Ways to reset your circadian rhythm
Sleep
Prioritising sleep and aiming for consistent sleep and wake times, even over the weekend. Create a sleep conducive environment by keeping your bedroom dark and cool. Consistency helps regulate your body's internal clock.
Natural light
Try maximising your exposure to natural light by spending some time outside during daylight hours. Let natural light into your home or workspace during the day to reinforce your body's awareness of the time.
Artificial light
Limit exposure to artificial light at night. Minimise the use of electronic devices with blue light emissions before bed.
Balanced diet
Maintaining a balanced diet rich in nutrients including magnesium (leafy greens, nuts, seeds, whole grains), tryptophan (chicken, turkey, eggs, nuts) and melatonin precursors (tart cherries, grapes, walnuts) help support healthy sleep patterns.
Meal times
Eating meals at regular times and avoiding heavy meals close to bedtime can help align eating patterns with your body's natural circadian rhythms.
Caffeine & alcohol
Reducing intake of both caffeine and alcohol can improve sleep. Caffeine can delay sleep onset, shorten sleep duration, fragment sleep and reduce sleep quality.
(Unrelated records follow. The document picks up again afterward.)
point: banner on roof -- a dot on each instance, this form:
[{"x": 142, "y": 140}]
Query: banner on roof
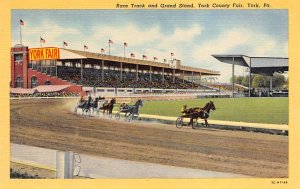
[{"x": 47, "y": 53}]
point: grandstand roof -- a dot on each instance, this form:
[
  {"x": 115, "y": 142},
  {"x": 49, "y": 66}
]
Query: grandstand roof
[
  {"x": 22, "y": 91},
  {"x": 258, "y": 65},
  {"x": 98, "y": 56},
  {"x": 50, "y": 88}
]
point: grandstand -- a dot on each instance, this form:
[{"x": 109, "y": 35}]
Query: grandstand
[{"x": 80, "y": 70}]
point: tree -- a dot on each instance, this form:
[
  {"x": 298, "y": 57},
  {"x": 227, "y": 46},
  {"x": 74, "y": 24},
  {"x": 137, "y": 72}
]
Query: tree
[
  {"x": 260, "y": 81},
  {"x": 237, "y": 79},
  {"x": 278, "y": 81}
]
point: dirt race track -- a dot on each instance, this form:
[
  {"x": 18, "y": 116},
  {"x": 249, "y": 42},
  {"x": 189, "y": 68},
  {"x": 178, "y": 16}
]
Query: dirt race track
[{"x": 50, "y": 123}]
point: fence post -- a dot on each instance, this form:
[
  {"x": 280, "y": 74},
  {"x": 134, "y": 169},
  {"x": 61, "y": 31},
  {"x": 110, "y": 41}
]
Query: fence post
[{"x": 64, "y": 164}]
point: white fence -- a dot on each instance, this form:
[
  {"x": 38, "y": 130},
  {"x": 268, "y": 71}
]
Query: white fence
[{"x": 68, "y": 164}]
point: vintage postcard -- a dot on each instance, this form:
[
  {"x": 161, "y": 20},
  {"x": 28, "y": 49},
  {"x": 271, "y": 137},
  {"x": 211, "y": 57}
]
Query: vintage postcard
[{"x": 149, "y": 94}]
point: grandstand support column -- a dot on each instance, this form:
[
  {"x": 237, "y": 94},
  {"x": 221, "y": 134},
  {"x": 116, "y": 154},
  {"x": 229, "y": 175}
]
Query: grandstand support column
[
  {"x": 200, "y": 76},
  {"x": 193, "y": 79},
  {"x": 163, "y": 74},
  {"x": 150, "y": 73},
  {"x": 271, "y": 82},
  {"x": 121, "y": 70},
  {"x": 232, "y": 77},
  {"x": 137, "y": 72},
  {"x": 249, "y": 87},
  {"x": 81, "y": 69},
  {"x": 173, "y": 75},
  {"x": 102, "y": 70},
  {"x": 55, "y": 68}
]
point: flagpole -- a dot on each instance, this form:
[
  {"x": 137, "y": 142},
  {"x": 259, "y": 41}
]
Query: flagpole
[
  {"x": 109, "y": 47},
  {"x": 20, "y": 32}
]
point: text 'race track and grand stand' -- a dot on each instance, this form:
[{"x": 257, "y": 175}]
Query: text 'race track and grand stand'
[{"x": 193, "y": 5}]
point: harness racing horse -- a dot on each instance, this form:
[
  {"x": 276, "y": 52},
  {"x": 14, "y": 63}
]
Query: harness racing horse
[
  {"x": 108, "y": 107},
  {"x": 202, "y": 113},
  {"x": 95, "y": 104},
  {"x": 85, "y": 106},
  {"x": 132, "y": 111},
  {"x": 197, "y": 112}
]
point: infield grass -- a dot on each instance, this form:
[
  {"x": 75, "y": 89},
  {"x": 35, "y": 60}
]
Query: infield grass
[{"x": 253, "y": 110}]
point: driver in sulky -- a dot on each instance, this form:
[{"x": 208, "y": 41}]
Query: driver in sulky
[{"x": 184, "y": 110}]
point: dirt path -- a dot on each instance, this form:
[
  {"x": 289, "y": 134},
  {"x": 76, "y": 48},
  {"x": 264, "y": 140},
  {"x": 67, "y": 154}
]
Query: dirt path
[{"x": 51, "y": 124}]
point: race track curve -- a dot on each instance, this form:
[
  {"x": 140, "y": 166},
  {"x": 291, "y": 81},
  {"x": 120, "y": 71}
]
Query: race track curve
[{"x": 51, "y": 123}]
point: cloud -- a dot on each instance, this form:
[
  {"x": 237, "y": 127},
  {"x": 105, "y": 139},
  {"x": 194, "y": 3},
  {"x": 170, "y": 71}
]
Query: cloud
[{"x": 53, "y": 33}]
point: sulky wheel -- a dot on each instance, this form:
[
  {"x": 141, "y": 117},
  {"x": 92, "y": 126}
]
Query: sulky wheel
[
  {"x": 117, "y": 116},
  {"x": 179, "y": 122},
  {"x": 195, "y": 123}
]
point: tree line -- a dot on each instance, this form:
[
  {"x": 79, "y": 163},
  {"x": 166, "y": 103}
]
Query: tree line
[{"x": 261, "y": 81}]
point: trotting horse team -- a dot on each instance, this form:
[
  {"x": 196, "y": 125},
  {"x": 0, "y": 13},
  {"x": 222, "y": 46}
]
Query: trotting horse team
[{"x": 99, "y": 103}]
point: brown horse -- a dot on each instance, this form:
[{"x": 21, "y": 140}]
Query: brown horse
[
  {"x": 108, "y": 107},
  {"x": 203, "y": 113}
]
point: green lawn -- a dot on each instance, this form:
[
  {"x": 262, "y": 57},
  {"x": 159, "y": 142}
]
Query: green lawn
[{"x": 255, "y": 110}]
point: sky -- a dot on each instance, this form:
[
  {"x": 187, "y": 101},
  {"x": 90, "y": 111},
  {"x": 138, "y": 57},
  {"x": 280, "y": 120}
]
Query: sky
[{"x": 192, "y": 35}]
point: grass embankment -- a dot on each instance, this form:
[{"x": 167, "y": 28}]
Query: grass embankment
[{"x": 253, "y": 110}]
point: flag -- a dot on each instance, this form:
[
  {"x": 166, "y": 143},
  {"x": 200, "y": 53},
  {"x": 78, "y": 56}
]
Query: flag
[
  {"x": 21, "y": 22},
  {"x": 42, "y": 40}
]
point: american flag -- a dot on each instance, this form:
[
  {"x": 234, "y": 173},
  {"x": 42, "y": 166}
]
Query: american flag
[
  {"x": 21, "y": 22},
  {"x": 42, "y": 40}
]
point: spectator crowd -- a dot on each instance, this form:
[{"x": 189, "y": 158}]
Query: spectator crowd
[{"x": 112, "y": 78}]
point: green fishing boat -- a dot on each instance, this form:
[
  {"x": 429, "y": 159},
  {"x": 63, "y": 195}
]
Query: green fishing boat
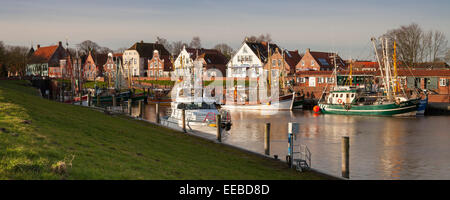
[
  {"x": 124, "y": 96},
  {"x": 390, "y": 100},
  {"x": 356, "y": 101}
]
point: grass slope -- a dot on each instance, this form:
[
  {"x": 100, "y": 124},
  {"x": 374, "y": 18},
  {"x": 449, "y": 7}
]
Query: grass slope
[{"x": 36, "y": 133}]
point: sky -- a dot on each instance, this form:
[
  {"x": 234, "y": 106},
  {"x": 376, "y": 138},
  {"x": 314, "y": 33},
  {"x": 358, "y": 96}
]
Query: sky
[{"x": 344, "y": 26}]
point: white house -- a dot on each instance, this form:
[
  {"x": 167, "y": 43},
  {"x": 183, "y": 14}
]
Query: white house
[
  {"x": 249, "y": 59},
  {"x": 135, "y": 59},
  {"x": 184, "y": 63}
]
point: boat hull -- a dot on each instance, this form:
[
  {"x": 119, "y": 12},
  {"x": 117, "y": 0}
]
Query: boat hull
[
  {"x": 407, "y": 108},
  {"x": 285, "y": 103}
]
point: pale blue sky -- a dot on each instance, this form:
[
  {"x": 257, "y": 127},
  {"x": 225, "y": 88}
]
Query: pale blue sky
[{"x": 344, "y": 26}]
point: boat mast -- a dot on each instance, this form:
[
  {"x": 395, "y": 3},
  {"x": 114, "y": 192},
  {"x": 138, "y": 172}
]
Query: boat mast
[
  {"x": 378, "y": 59},
  {"x": 394, "y": 60}
]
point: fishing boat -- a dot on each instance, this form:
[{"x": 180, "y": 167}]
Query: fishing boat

While alcohol initially promotes sleep onset, it disrupts sleep continuity and reduces REM sleep.
Staying active
Physical activity helps regulate your body's internal clocks and improve sleep quality. Avoid vigorous exercise close to bedtime as it may energise you and reduce sleep.
Peak performance tends to coincide with the body's natural peak in core body temperature, muscle strength and cardiovascular function, which occurs in the late afternoon.